Computer simulations of everyday deformable materials like cloth, hair, and paper have become increasingly sophisticated, with applications to scientific computing, video game and movie special effects, and engineering. Significant effort has been invested in coming up with algorithms to represent these materials efficiently, and simulate them realistically in reasonable time. My research combines computer graphics, computational physics, and discrete differential geometry to create new algorithms that are efficient but still have provable guarantees. I will discuss one area that has particularly interested me: simulating thin shells undergoing large nonlinear deformations, like paper cones or cylinders crumpling when crushed. What is the right geometric representation of such thin objects?
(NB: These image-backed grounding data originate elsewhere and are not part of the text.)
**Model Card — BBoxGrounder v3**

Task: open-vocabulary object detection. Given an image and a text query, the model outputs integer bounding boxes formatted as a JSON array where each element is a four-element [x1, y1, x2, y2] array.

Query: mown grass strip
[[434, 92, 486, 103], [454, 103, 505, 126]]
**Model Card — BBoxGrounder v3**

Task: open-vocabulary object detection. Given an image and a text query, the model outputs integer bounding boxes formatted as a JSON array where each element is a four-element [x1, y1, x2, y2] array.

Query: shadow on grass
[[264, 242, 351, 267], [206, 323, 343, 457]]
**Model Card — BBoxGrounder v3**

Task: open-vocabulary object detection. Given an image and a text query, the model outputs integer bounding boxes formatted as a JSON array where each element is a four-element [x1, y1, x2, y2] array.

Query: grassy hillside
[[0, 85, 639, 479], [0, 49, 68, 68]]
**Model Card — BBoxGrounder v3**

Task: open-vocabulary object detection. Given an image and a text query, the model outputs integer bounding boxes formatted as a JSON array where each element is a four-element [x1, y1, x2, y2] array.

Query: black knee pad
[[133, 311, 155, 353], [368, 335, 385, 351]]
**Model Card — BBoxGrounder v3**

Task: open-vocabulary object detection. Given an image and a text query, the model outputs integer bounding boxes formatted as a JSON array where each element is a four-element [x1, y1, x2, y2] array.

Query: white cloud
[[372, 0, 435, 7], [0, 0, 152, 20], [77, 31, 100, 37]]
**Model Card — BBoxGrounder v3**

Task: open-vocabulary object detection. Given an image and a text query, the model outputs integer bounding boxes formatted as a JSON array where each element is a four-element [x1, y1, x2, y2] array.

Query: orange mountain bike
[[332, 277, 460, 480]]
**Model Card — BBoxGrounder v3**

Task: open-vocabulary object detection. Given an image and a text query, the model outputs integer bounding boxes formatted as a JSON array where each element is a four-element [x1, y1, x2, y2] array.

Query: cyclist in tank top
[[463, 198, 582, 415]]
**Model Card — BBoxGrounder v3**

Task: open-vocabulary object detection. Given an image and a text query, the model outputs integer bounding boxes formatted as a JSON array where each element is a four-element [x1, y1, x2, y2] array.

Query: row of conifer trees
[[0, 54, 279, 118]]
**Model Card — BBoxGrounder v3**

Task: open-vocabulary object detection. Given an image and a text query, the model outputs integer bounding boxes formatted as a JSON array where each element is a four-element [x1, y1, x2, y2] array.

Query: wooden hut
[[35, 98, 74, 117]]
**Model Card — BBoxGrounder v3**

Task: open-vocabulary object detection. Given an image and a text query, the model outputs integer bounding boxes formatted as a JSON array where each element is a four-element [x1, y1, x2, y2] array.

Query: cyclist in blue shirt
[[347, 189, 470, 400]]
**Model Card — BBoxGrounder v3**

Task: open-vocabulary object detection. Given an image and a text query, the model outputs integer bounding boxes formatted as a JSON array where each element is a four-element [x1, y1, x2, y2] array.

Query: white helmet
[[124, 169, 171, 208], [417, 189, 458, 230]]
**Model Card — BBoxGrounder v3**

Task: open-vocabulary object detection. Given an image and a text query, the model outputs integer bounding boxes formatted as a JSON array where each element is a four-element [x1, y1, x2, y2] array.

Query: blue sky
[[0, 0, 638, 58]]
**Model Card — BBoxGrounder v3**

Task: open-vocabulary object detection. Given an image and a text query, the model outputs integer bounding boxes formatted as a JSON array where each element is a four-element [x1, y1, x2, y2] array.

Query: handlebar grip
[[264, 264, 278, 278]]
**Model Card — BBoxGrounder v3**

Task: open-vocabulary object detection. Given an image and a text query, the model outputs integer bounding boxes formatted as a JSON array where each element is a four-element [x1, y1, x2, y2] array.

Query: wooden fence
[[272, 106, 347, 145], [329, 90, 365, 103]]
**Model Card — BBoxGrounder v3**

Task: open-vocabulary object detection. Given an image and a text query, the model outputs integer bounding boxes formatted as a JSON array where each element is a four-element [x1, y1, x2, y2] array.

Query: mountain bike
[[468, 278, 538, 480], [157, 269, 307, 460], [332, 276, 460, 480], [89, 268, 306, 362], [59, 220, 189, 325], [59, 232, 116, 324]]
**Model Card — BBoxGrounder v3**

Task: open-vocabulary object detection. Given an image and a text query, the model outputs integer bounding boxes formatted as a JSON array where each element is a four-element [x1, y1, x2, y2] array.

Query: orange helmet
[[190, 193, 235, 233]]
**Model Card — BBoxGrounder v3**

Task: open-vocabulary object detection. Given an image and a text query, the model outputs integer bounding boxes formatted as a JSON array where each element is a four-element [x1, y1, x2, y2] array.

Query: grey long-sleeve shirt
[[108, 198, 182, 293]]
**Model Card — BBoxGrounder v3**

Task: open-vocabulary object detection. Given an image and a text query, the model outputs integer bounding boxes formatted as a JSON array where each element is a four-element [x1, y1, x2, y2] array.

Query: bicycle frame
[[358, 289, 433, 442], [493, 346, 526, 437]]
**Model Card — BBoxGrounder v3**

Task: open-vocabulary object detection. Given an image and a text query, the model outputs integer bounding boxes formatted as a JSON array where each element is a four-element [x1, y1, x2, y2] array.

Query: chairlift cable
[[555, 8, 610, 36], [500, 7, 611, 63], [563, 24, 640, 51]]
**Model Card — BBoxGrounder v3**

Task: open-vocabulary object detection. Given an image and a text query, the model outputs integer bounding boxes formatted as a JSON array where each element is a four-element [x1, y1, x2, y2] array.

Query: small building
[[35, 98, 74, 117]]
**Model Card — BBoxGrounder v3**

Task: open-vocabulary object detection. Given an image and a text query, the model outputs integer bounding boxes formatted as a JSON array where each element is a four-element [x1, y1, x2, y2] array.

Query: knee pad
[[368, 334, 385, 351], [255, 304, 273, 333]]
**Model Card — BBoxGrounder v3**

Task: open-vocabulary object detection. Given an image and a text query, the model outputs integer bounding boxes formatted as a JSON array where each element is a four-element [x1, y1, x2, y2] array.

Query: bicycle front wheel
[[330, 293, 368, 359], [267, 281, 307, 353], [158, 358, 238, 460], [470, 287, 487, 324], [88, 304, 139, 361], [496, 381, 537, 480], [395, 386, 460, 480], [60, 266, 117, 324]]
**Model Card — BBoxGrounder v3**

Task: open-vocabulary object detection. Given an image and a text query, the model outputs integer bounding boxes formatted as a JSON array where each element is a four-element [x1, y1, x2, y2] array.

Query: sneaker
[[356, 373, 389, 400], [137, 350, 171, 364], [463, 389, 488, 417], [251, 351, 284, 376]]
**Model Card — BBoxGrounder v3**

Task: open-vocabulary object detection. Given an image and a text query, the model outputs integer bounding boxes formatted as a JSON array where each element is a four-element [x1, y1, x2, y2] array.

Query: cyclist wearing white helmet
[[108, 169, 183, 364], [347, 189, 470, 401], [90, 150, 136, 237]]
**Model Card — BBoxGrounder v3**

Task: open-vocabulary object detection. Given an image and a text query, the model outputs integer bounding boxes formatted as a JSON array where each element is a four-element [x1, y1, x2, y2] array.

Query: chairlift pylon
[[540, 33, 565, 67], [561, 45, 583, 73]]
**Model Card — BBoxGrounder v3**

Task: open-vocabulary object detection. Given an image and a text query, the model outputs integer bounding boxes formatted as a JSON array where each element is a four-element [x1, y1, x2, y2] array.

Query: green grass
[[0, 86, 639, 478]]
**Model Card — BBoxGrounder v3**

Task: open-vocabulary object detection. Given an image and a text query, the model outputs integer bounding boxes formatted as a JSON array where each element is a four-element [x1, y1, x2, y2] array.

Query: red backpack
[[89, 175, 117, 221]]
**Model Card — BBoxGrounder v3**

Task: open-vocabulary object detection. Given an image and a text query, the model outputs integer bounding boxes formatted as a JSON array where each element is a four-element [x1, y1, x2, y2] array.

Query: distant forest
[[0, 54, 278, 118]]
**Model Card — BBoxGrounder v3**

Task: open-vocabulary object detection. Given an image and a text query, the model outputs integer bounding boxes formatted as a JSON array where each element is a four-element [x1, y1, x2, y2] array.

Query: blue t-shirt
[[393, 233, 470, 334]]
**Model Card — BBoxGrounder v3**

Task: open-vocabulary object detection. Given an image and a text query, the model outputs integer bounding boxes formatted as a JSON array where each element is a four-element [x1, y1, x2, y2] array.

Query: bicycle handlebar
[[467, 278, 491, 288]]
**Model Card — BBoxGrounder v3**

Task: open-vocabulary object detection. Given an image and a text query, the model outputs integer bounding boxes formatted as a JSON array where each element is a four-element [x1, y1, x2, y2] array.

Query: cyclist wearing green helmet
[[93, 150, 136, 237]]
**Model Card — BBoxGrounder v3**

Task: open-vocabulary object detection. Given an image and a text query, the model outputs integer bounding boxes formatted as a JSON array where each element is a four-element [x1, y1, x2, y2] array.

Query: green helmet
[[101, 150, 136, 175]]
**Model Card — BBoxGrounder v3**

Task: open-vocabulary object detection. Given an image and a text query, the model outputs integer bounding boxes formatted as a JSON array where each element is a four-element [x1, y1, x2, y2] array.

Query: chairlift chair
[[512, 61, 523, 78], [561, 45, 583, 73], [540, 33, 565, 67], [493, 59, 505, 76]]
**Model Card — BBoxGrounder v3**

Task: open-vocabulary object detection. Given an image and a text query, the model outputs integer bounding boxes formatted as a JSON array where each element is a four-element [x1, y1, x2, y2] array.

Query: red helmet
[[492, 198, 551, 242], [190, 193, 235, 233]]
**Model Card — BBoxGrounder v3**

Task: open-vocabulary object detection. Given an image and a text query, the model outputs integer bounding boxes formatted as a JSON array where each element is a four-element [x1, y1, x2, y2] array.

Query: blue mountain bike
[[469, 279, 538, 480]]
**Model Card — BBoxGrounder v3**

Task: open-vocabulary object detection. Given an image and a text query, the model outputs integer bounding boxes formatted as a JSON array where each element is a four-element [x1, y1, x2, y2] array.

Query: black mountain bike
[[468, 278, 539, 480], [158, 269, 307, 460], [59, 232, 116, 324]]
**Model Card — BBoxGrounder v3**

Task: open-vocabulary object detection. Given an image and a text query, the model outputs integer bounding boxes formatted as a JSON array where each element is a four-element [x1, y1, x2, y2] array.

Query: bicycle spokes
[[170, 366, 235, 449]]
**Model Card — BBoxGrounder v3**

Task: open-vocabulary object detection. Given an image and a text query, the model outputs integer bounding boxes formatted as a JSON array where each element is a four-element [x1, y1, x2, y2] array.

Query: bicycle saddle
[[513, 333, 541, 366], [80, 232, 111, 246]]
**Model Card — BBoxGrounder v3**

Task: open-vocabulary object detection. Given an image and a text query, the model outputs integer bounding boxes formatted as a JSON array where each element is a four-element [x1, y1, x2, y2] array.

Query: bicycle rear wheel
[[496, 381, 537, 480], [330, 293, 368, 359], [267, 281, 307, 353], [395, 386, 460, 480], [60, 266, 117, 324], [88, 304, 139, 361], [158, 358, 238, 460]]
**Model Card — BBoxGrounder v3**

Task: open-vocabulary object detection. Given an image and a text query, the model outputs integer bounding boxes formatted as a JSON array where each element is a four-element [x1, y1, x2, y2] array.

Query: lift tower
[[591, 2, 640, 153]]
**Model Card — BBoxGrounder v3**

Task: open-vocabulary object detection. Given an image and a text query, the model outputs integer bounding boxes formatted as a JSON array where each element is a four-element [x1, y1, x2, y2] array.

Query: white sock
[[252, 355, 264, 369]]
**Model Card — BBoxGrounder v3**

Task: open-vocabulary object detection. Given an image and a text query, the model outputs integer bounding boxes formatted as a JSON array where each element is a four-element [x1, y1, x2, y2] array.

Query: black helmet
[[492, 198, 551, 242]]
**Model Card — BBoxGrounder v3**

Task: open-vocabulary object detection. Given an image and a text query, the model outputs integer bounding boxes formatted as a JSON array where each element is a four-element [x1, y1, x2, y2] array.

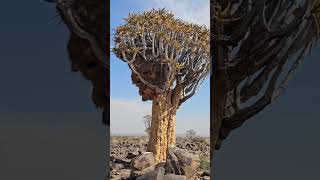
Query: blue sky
[[110, 0, 210, 136]]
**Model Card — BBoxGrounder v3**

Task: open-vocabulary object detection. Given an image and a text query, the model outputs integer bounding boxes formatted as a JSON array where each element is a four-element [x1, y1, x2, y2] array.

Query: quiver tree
[[46, 0, 109, 178], [48, 0, 109, 121], [211, 0, 320, 167], [113, 9, 210, 163]]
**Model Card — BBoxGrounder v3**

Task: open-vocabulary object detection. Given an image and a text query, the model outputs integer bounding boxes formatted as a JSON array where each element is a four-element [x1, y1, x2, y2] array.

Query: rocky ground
[[110, 136, 210, 180]]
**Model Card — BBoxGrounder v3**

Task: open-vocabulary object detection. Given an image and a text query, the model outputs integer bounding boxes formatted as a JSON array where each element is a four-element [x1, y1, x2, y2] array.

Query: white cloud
[[110, 98, 151, 135], [142, 0, 210, 27]]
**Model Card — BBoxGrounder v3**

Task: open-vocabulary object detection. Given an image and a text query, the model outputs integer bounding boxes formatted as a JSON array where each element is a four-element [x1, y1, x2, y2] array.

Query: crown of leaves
[[113, 8, 210, 59]]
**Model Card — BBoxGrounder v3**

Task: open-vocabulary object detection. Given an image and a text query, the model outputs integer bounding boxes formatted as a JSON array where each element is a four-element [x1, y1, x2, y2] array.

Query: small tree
[[186, 129, 197, 139], [143, 114, 152, 136], [113, 9, 210, 162]]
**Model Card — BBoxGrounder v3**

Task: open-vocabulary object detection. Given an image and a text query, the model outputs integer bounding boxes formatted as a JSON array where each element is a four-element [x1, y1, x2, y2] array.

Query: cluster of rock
[[110, 136, 210, 180], [176, 137, 210, 158]]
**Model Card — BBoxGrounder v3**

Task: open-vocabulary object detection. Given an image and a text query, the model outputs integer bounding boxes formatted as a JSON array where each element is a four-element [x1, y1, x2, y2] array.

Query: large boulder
[[118, 169, 131, 179], [165, 147, 200, 178], [136, 167, 165, 180], [126, 150, 140, 159], [131, 152, 155, 170], [131, 165, 155, 178], [163, 174, 187, 180], [137, 167, 188, 180], [130, 152, 156, 177]]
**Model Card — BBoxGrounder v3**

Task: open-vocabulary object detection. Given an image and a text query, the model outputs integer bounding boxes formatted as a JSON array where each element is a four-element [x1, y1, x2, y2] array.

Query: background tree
[[113, 9, 210, 163], [211, 0, 320, 171], [186, 129, 197, 140], [142, 114, 152, 136]]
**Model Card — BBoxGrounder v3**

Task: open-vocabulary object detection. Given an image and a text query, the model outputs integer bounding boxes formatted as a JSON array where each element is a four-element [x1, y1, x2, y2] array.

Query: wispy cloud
[[110, 98, 151, 135], [141, 0, 210, 27]]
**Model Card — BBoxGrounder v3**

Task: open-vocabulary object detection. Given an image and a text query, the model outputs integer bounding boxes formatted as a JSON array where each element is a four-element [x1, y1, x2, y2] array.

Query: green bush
[[199, 153, 210, 170]]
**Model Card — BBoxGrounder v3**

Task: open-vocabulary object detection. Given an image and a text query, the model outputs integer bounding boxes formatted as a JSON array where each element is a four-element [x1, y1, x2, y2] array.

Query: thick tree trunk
[[147, 93, 178, 163]]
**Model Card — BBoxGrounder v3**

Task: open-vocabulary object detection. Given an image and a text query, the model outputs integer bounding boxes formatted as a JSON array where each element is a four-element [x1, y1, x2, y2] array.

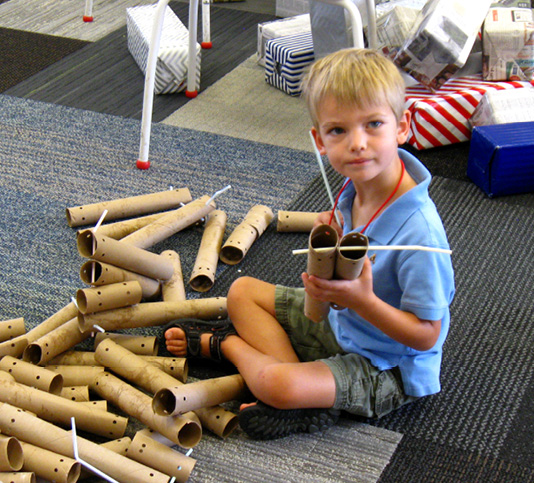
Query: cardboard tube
[[78, 298, 227, 332], [0, 472, 35, 483], [220, 205, 274, 265], [0, 318, 26, 343], [0, 433, 23, 471], [76, 280, 143, 314], [0, 356, 63, 395], [87, 210, 180, 239], [77, 230, 174, 281], [335, 232, 369, 280], [161, 250, 186, 301], [0, 371, 15, 382], [60, 386, 90, 402], [65, 187, 192, 227], [91, 372, 202, 448], [128, 430, 196, 482], [277, 210, 319, 232], [23, 318, 93, 366], [78, 437, 132, 479], [94, 338, 182, 395], [0, 403, 173, 483], [304, 224, 339, 323], [189, 210, 226, 292], [80, 260, 161, 300], [45, 366, 105, 386], [78, 400, 108, 411], [194, 405, 239, 439], [19, 440, 80, 483], [94, 332, 159, 355], [121, 196, 216, 249], [48, 351, 188, 382], [0, 302, 77, 358], [153, 374, 247, 416], [0, 379, 127, 439]]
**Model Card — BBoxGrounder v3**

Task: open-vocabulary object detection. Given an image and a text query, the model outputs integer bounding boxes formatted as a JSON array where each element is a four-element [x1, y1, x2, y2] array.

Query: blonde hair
[[301, 48, 406, 128]]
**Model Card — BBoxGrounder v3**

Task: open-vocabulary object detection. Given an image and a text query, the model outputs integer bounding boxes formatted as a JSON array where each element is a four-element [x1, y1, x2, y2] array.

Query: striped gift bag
[[127, 5, 201, 95], [405, 75, 534, 150], [265, 32, 315, 96]]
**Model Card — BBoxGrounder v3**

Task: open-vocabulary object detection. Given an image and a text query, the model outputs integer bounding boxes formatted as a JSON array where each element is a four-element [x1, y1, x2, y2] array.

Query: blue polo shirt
[[328, 149, 455, 397]]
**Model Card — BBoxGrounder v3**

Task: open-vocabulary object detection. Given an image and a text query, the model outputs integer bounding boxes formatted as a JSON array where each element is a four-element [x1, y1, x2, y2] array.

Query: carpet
[[0, 27, 88, 92], [0, 93, 403, 482], [4, 3, 276, 121]]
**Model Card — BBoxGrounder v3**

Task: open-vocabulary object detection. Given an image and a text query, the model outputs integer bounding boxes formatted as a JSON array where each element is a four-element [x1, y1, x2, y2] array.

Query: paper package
[[257, 14, 311, 66], [482, 7, 534, 81], [405, 74, 534, 149], [470, 85, 534, 126], [126, 5, 201, 94], [393, 0, 493, 91]]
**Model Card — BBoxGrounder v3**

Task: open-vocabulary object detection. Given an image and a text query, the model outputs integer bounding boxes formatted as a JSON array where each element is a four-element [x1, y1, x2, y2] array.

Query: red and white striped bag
[[405, 75, 534, 150]]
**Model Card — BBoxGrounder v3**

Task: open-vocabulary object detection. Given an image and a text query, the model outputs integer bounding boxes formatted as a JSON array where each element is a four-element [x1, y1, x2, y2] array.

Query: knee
[[255, 364, 300, 409], [227, 276, 256, 305]]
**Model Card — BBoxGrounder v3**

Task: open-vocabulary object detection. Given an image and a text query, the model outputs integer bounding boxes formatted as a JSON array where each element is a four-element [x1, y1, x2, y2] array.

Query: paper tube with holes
[[304, 224, 339, 323], [129, 430, 196, 482], [276, 211, 319, 232], [48, 351, 189, 382], [335, 232, 369, 280], [88, 210, 177, 239], [0, 356, 63, 395], [91, 372, 202, 448], [95, 339, 234, 436], [0, 473, 36, 483], [80, 260, 161, 300], [0, 379, 127, 439], [19, 441, 81, 483], [0, 433, 23, 471], [0, 318, 26, 343], [0, 403, 173, 483], [0, 302, 77, 358], [189, 210, 226, 292], [23, 318, 93, 366], [76, 280, 143, 314], [153, 374, 247, 416], [45, 365, 105, 386], [65, 187, 192, 227], [121, 195, 216, 249], [60, 386, 90, 402], [77, 230, 174, 281], [94, 332, 159, 356], [78, 298, 227, 332], [220, 205, 274, 265], [161, 250, 186, 301]]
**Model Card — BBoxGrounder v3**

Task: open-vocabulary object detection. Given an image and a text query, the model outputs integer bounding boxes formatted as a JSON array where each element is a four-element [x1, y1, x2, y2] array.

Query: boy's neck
[[352, 159, 416, 229]]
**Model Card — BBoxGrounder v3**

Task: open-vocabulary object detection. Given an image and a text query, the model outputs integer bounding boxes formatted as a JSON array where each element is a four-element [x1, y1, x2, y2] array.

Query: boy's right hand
[[314, 210, 344, 237]]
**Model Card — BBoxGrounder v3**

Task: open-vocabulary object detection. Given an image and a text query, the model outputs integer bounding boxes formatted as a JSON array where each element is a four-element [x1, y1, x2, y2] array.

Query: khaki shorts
[[275, 285, 418, 418]]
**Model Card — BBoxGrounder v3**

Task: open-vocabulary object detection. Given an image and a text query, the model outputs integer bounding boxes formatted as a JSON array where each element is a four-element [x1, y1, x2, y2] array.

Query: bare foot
[[164, 327, 211, 358]]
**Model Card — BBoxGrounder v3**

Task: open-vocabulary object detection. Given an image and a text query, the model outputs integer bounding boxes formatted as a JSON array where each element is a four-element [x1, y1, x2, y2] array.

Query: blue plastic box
[[467, 122, 534, 197]]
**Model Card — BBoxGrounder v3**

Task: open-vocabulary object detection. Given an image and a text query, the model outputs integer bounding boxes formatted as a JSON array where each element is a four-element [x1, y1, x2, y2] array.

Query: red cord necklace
[[328, 159, 405, 234]]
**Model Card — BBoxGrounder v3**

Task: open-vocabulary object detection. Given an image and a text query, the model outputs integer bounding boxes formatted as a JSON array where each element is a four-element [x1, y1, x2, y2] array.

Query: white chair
[[135, 0, 376, 169]]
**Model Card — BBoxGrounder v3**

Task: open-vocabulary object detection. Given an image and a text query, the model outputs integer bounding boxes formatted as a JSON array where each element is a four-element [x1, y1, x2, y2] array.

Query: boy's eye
[[368, 121, 383, 129], [328, 127, 344, 135]]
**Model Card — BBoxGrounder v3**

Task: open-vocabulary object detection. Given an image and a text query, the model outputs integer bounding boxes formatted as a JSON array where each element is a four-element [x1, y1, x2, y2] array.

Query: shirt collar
[[337, 149, 432, 244]]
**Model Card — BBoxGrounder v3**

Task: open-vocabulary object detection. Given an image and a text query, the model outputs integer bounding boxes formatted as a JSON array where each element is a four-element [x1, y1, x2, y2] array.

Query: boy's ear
[[396, 109, 412, 145], [311, 127, 327, 155]]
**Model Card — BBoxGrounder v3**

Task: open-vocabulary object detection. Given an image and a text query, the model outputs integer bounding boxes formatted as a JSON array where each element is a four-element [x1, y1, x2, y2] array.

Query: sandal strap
[[209, 325, 237, 362]]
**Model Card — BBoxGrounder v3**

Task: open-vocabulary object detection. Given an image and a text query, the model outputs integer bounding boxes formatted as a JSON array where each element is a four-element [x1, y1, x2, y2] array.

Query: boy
[[165, 48, 455, 440]]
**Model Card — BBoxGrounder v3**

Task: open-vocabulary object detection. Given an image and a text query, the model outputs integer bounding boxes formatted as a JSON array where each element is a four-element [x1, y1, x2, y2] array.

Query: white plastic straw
[[71, 417, 120, 483], [206, 185, 231, 205], [309, 131, 341, 226], [292, 245, 453, 256]]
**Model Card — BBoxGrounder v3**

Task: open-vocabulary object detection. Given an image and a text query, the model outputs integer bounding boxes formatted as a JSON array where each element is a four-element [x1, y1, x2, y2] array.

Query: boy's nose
[[348, 129, 366, 152]]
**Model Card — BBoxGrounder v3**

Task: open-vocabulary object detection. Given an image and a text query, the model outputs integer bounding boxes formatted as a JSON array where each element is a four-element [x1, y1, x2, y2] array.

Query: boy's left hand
[[301, 257, 375, 312]]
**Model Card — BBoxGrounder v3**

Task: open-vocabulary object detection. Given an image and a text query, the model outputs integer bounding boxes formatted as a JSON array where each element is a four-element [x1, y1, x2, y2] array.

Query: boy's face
[[311, 95, 411, 186]]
How can the correct physical behavior be recovered without resorting to very finely tessellated, expensive finite element simulations?
Etienne Vouga is an assistant professor in the Computer Science Department
and the Institute for Computational Engineering and Sciences (ICES)
at the University of Texas at Austin.
He was a PhD student at Columbia Computer Graphics Group and a postdoc at Harvard SEAS. He is particularly interested in
o physical simulation
, particularly of thin, elastic materials like cloth, hair, and paper, as they deform and collide;
o geometry processing and design
, using advances in our mathematical understanding of discrete geometry to better manipulate and design using coarse, discrete data;
and applying ideas from these areas to solving problems in computer graphics, computational mechanics, and scientific computing.
Industry applications of his research include special effects simulations in The Hobbit and Tangled, and Artec's Shapify 3D portrait service.